By Allan Mai ‘20
There are currently 415 million people worldwide living with diabetes; this number is expected to rise to 640 million by the year 2040. Complications, especially coronary artery disease (CAD), is one of the leading causes of death in diabetic patients; conversely, optimizing management of such complications can also significantly increase lifespan. While the previous assumption was that good glycemic control would automatically lower the risks of a vascular diseases associated with diabetes, trials have shown that patients with optimal glycemic control can still suffer from strokes and the effects of CAD. A recent study conducted at the National Center for Global Health and Medicine in Japan by researchers Tetsuro Tsujimoto and Hiroshi Kajio sought to evaluate the association between cardiac treatment strategy and cardiac event risk in type 2 diabetic patients with CAD based on a history of myocardial infarction.

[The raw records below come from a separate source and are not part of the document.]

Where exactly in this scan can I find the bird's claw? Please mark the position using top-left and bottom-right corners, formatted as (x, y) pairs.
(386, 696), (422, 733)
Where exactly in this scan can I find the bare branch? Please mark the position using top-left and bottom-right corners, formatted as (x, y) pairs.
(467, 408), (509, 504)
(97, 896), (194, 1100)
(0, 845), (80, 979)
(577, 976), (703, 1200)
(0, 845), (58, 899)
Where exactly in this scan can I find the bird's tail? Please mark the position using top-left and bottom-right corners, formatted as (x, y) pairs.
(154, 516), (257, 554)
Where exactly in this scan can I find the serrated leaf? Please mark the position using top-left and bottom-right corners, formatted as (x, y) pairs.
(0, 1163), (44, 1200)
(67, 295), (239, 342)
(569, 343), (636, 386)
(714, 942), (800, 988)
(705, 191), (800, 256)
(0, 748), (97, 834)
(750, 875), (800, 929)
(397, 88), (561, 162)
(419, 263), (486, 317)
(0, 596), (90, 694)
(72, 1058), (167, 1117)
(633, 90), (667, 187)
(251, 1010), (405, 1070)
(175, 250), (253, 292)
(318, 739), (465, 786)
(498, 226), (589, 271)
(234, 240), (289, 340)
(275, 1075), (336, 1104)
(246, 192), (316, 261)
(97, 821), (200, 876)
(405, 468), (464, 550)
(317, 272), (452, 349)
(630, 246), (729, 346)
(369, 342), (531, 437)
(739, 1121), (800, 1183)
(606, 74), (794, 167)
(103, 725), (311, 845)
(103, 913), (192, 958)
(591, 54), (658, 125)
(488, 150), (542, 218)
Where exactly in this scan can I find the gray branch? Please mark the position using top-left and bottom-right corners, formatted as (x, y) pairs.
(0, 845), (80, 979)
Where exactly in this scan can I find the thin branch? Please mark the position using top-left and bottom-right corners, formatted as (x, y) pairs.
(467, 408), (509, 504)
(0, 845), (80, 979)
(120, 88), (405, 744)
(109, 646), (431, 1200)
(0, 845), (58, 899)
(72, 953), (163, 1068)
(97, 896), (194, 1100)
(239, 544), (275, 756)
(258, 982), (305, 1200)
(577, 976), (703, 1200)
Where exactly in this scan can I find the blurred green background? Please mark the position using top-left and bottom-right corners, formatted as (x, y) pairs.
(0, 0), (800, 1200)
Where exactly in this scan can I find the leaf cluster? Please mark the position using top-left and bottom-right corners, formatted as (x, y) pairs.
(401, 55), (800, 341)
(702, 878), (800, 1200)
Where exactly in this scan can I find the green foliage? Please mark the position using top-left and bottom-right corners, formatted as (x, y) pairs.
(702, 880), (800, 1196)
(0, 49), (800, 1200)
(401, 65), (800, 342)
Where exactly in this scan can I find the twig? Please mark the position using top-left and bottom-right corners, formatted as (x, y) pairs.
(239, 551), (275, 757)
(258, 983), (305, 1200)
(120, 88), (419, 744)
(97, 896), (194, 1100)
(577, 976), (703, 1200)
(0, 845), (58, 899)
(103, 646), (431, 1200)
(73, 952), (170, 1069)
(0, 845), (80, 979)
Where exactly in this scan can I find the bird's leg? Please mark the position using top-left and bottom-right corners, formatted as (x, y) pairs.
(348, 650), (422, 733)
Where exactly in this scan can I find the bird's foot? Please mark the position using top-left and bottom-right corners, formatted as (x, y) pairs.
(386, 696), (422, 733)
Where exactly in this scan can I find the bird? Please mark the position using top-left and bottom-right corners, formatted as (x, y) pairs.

The study was performed using data from a previous trial known as BARI 2D, which included 2,300 patients with type 2 diabetes and CAD. The BARI 2D trial used a 2×2 factorial design, which efficiently tests two interventions in one sample: the first intervention was early revascularization (restoration of blood flow through surgery) combined with intensive medical therapy, and the second was intensive medical therapy alone while supplementing endogenous and exogenous insulin. The overall results suggested that in patients who had not previously suffered a myocardial infarction, the risk of a major cardiac event between patients who were treated by revascularization and those who underwent the intensive therapies was not significantly different. In patients with a history of myocardial infarction, however, the chances of a major cardiac event were much higher in the revascularization group than in the intensive medical therapy group.
This study is only one of the many ongoing studies examining optimal treatment paths for diabetic patients. Other studies have focused on differing areas of treatment. For example, one study compared the different revascularization treatment options (coronary artery bypass versus percutaneous coronary intervention) and their effects on patients. The researchers hope that the combined results of these studies will yield new insights for clinical application in the treatment of coronary disease in diabetics.
- T. Tsujimoto and H. Kajio, Optimal cardiac strategy based on the history of myocardial infarction in type 2 diabetic patients with coronary artery disease. Scientific Reports 9, (2019). doi: 10.1038/s41598-019-39857-0.